After completing the baseline integrity program, are there continuing requirements? The proposed rule would require operators to continually evaluate and reassess Covered Segments as frequently as necessary to assure pipeline integrity. Operators are required to establish a schedule of reassessment intervals pursuant to certain data integration and various calculations, but in any event, each Covered Segment must be reassessed at a seven-year interval (if the specified calculations establish an interval period greater than seven years, operators must conduct a “confirmatory direct assessment” of the segment within the seven year period and then conduct the scheduled reassessment at the time period determined by the calculation). OPS is seeking comment with respect to whether longer reassessment periods are appropriate for low stress lines. An operator’s integrity management program also must include methods for measuring whether it is effective in assessing and evaluating integrity of Covered Segments and in protecting HCAs. An operator’s measures must include the four overall performance measures specified in ASME/ANSI B31.8S. The proposed rule would require such performance measures to be accessible in real time to OPS and state pipeline safety enforcement officials.

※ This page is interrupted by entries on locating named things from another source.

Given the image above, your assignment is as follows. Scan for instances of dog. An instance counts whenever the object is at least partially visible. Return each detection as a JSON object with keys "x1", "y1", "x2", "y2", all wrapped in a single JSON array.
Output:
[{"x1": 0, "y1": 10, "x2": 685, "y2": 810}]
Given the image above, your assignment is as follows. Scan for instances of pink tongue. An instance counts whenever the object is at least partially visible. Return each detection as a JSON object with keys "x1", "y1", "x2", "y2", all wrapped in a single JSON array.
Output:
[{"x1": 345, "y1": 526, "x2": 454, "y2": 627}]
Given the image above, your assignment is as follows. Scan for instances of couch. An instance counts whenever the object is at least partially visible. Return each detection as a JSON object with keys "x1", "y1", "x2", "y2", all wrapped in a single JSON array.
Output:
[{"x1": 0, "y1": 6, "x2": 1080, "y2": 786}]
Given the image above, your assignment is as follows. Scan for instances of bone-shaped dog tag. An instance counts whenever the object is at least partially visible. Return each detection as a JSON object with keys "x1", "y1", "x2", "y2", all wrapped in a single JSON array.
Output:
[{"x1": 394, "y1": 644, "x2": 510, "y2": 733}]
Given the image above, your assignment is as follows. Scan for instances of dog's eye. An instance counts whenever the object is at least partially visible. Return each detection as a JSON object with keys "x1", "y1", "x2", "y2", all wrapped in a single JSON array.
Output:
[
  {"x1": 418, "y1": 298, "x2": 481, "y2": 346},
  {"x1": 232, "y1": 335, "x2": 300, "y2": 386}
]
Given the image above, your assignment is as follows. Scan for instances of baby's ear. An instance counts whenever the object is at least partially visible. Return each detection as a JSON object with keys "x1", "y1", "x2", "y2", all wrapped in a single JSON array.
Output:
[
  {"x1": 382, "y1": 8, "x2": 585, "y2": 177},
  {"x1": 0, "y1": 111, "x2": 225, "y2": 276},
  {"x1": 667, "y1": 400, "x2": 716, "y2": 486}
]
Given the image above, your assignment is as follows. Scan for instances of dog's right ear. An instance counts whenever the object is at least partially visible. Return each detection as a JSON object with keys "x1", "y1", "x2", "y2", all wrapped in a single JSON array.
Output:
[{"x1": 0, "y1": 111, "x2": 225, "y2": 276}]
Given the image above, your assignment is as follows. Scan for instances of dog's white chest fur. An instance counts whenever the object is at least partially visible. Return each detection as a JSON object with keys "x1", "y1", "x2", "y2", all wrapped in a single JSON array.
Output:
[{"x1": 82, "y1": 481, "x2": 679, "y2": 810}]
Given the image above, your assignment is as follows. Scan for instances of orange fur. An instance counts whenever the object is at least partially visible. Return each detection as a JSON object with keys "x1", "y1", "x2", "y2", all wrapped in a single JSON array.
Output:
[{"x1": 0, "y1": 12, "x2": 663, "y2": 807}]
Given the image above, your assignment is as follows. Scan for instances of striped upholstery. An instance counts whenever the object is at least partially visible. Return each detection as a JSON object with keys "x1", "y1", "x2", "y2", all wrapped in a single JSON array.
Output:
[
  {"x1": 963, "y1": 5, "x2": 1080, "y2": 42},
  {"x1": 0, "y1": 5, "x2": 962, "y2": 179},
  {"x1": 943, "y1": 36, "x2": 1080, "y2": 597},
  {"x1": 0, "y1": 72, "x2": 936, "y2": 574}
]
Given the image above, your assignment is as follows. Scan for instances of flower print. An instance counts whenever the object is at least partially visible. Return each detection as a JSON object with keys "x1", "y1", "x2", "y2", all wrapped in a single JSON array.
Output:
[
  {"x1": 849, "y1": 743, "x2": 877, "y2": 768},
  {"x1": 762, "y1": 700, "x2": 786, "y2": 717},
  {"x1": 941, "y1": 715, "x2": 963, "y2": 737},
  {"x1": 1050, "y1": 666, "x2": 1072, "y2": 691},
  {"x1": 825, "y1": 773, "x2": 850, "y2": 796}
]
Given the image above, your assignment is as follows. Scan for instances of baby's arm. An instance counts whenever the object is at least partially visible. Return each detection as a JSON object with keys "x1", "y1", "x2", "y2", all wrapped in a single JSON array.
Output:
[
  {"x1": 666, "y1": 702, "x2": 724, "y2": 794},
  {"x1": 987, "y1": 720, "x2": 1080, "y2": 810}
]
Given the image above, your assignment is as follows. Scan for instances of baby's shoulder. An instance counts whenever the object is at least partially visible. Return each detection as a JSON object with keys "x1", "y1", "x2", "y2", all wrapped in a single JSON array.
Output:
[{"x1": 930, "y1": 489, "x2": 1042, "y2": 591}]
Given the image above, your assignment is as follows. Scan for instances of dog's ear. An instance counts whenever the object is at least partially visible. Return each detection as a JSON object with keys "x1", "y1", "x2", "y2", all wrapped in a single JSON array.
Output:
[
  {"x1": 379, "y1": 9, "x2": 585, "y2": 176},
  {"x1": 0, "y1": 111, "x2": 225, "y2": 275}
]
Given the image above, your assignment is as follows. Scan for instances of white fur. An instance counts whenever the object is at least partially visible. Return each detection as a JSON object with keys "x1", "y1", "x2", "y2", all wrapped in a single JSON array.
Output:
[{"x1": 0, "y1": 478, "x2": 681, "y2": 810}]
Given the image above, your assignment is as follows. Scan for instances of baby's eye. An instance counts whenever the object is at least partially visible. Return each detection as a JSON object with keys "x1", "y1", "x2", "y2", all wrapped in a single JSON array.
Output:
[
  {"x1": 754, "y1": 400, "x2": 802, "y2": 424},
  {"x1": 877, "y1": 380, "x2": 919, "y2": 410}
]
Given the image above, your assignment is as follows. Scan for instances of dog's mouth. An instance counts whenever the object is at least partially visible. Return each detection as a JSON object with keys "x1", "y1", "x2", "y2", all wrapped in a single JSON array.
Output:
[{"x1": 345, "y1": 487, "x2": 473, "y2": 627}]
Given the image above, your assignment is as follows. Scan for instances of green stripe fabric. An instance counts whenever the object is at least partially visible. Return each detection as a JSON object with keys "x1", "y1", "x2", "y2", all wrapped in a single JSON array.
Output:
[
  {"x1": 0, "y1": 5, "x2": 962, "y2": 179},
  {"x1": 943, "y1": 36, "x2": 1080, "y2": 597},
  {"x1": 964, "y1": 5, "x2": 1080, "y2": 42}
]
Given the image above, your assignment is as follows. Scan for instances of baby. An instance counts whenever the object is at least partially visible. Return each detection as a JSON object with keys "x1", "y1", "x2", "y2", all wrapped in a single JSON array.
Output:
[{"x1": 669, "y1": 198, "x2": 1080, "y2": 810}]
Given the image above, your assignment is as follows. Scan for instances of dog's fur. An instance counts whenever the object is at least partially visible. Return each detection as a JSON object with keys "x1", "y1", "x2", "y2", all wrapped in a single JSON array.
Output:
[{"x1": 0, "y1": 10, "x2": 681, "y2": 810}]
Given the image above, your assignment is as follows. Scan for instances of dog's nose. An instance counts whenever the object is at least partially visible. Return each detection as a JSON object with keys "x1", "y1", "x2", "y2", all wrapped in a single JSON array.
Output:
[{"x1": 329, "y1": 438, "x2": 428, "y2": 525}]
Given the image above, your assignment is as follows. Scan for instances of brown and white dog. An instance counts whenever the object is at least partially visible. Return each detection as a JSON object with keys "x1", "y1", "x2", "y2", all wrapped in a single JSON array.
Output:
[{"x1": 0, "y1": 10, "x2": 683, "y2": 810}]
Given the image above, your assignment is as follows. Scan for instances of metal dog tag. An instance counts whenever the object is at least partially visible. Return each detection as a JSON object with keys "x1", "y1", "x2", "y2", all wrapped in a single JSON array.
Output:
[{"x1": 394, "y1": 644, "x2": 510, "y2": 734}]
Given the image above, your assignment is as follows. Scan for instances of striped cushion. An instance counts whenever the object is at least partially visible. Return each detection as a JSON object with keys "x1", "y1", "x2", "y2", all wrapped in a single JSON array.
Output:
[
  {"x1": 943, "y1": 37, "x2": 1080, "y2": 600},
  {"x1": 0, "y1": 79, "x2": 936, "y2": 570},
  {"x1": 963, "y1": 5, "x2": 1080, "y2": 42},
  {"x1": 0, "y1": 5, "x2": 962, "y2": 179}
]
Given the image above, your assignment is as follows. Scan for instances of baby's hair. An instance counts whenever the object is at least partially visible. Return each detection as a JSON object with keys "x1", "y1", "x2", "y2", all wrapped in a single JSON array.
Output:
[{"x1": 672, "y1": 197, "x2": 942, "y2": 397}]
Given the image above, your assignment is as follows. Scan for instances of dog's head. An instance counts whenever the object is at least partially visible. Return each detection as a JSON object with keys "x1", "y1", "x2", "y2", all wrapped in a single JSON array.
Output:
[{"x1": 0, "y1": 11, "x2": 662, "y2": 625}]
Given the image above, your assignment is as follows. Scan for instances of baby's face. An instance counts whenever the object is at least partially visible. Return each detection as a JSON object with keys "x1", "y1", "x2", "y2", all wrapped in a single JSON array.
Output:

Are there record keeping requirements? The proposed rule would require operators to maintain: (1) a written baseline assessment plan; (2) a written integrity management program; (3) documents to support the decisions, analyses, and processes developed to implement and evaluate the baseline assessment plan and the integrity management program; (4) documents that demonstrate that personnel have the required training, including a description of the training program; (5) documents necessary to carry out the requirements for a direct assessment plan, if applicable; and (6) documents demonstrating the integrity management plan has been provided to the interstate agent, and that any safety concerns raised by OPS on behalf of an interstate agent have been addressed.